Edward Jenner developed the remarkable life-saving process of immunization by vaccination in the late 18th century before the onset of modern governmental obsession with regulation. Milkmaids working with cows infected with cowpox acquired that mild disease, but subsequently avoided infection with the often fatal disease of smallpox raging in society at the time. They had acquired natural immunity. Inoculation with similar cowpox organic material provided protection from the much more devastating smallpox. The subsequently developed vaccination process protected the population from the horrors of many diseases. Smallpox killed an estimated 300-500 million people in the 20th century, but aggressive action eradicated the disease from the planet by 1977.
We cite one historical example of opposition to medical innovation. The Australian media outlet The Conversation published an article in 2017 by Ella Stewart-Peters and Catherine Kevin entitled “A Short History of Vaccine Objection, Vaccine Cults, and Conspiracy Theories.” They state, “…there’s a long history of opposition to childhood vaccination.” The article further relates,”By submitting to compulsory vaccination laws, a parent was allowing the government to insert itself into the individual home and take control of a child’s body, something traditionally protected by the parent.” This quote reminds us that some modern residents value medical privacy over efforts to acquire potential personal healing. There are no right or wrong answers to such complex issues.
Complex questions surrounding personal genetic modification are intensely challenging.
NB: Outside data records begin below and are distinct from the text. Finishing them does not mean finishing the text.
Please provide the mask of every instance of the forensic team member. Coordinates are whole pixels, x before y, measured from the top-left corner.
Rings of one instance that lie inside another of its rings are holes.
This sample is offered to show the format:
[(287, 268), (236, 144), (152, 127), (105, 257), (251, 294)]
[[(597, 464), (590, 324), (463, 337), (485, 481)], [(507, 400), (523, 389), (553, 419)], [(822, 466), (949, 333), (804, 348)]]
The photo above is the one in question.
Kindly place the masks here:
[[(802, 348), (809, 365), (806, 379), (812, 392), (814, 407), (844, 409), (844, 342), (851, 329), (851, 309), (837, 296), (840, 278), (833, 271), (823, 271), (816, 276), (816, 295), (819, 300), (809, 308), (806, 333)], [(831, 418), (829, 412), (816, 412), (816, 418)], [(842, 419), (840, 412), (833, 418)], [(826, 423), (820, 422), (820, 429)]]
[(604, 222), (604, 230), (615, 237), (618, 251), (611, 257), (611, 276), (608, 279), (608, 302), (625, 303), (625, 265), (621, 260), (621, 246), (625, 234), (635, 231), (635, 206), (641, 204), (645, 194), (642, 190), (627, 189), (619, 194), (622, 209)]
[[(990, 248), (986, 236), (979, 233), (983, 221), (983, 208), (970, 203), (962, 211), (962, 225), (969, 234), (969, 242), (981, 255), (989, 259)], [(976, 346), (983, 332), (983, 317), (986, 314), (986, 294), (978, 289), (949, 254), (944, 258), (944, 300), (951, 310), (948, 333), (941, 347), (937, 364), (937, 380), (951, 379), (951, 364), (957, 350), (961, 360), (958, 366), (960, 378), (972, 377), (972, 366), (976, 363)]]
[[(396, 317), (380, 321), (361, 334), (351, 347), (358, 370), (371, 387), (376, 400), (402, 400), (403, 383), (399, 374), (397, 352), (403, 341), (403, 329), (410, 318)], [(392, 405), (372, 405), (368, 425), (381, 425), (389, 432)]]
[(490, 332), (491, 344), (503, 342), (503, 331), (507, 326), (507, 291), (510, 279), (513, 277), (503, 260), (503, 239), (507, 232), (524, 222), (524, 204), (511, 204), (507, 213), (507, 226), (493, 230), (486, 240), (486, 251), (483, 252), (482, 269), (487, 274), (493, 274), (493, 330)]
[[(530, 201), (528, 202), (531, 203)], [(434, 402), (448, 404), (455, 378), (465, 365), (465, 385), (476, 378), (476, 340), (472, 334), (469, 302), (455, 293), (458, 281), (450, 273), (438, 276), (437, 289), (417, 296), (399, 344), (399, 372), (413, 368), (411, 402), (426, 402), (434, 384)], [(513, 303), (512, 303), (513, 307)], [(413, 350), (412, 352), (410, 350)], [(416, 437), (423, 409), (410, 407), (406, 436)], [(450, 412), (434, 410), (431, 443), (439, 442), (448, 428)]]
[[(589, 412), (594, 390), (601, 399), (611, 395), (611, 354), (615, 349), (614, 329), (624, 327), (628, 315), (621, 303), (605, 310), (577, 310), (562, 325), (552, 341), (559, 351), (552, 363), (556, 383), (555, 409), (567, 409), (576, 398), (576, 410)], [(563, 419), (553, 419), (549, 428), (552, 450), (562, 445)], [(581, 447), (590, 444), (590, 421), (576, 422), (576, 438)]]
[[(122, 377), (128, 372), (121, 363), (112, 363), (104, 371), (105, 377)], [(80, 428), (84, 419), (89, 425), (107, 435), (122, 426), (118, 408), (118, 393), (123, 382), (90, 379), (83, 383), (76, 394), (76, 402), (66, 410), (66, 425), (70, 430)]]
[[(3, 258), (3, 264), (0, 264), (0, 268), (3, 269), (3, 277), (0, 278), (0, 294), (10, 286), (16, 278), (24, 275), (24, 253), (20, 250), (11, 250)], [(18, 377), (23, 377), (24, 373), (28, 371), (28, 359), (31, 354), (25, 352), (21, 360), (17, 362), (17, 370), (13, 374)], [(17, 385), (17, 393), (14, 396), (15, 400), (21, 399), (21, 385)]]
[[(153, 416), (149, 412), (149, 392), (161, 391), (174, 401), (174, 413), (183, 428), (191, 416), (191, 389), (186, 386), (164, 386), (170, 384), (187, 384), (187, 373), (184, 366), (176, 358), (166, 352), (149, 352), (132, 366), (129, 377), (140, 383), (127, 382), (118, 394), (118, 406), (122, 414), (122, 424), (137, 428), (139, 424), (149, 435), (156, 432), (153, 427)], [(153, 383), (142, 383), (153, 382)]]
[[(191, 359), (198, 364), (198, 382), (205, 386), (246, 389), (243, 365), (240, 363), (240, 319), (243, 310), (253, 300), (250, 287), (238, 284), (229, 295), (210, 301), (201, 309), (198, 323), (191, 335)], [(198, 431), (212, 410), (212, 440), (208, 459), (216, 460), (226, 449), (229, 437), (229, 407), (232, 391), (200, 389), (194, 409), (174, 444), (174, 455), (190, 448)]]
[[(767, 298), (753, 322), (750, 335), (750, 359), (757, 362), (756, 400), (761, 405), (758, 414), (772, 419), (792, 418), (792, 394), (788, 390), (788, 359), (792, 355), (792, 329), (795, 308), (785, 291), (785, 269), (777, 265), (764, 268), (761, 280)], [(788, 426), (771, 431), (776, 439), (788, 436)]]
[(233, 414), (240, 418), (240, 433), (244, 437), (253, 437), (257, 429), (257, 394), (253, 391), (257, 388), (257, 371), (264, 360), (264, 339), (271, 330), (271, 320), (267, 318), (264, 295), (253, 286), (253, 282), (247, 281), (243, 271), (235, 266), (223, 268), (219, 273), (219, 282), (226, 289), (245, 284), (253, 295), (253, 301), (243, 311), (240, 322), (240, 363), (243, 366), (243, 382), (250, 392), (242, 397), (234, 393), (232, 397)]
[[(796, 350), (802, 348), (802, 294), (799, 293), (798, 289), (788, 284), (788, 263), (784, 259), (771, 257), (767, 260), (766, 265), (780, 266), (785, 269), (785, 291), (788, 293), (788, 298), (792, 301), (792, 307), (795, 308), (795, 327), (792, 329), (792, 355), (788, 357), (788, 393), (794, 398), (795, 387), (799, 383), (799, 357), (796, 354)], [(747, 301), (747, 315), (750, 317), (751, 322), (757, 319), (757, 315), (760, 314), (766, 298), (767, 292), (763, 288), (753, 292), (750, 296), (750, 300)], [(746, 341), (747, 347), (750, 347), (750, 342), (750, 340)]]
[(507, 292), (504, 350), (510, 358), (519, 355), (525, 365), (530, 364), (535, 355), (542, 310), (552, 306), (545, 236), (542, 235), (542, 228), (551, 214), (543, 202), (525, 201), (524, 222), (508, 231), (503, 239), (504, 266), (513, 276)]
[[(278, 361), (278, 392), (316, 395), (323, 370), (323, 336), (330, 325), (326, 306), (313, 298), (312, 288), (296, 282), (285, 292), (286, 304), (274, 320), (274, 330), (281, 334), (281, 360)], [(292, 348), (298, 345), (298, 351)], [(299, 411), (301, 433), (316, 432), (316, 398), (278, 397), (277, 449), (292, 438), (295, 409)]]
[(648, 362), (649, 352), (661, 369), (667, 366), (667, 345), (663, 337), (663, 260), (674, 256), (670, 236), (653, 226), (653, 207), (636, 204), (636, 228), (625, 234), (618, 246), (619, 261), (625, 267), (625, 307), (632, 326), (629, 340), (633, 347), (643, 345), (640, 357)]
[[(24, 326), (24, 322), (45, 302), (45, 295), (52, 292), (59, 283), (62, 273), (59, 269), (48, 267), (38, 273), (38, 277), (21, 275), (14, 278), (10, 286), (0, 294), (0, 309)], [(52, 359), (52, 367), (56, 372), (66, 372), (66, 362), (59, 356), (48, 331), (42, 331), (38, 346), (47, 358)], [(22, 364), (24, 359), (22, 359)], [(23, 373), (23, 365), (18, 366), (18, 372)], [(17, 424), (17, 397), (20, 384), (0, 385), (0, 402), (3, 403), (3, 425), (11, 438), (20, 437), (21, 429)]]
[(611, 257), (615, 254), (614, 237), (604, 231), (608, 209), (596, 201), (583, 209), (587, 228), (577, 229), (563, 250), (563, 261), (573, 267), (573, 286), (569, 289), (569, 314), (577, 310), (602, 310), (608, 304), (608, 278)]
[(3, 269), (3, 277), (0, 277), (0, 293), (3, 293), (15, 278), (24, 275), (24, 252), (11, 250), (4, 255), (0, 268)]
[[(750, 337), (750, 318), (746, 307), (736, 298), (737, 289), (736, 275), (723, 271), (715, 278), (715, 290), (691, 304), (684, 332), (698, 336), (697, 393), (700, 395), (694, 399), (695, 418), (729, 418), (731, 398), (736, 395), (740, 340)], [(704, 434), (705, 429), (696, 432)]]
The battles over Jenner’s vaccination process and even suspicions leveled at early proponents of germ theory must be kept in mind in our day when so much benefit has already accrued. Incredible medical advances have enriched humanity. We return repeatedly to Genesis 1:28, “God blessed them and said to them, Be fruitful and increase in number; fill the earth and subdue it…” This passage immediately follows Genesis 1:27 where God speaks of man’s creation in the Image of God. It is our belief that humanity’s fruitfulness and increase in population in the past two centuries is God’s gift to Earth dwellers still operating under the 2nd Law of Thermodynamics. The 2nd Law is the “operating system”of our cosmos. The “operator” is the God of Creation.
We do not abide in a perfect world. Where imperfections are prevalent, we are gifted with the opportunity for discovery of remedies for the imperfections. We may judiciously celebrate recent strides in genetic modification.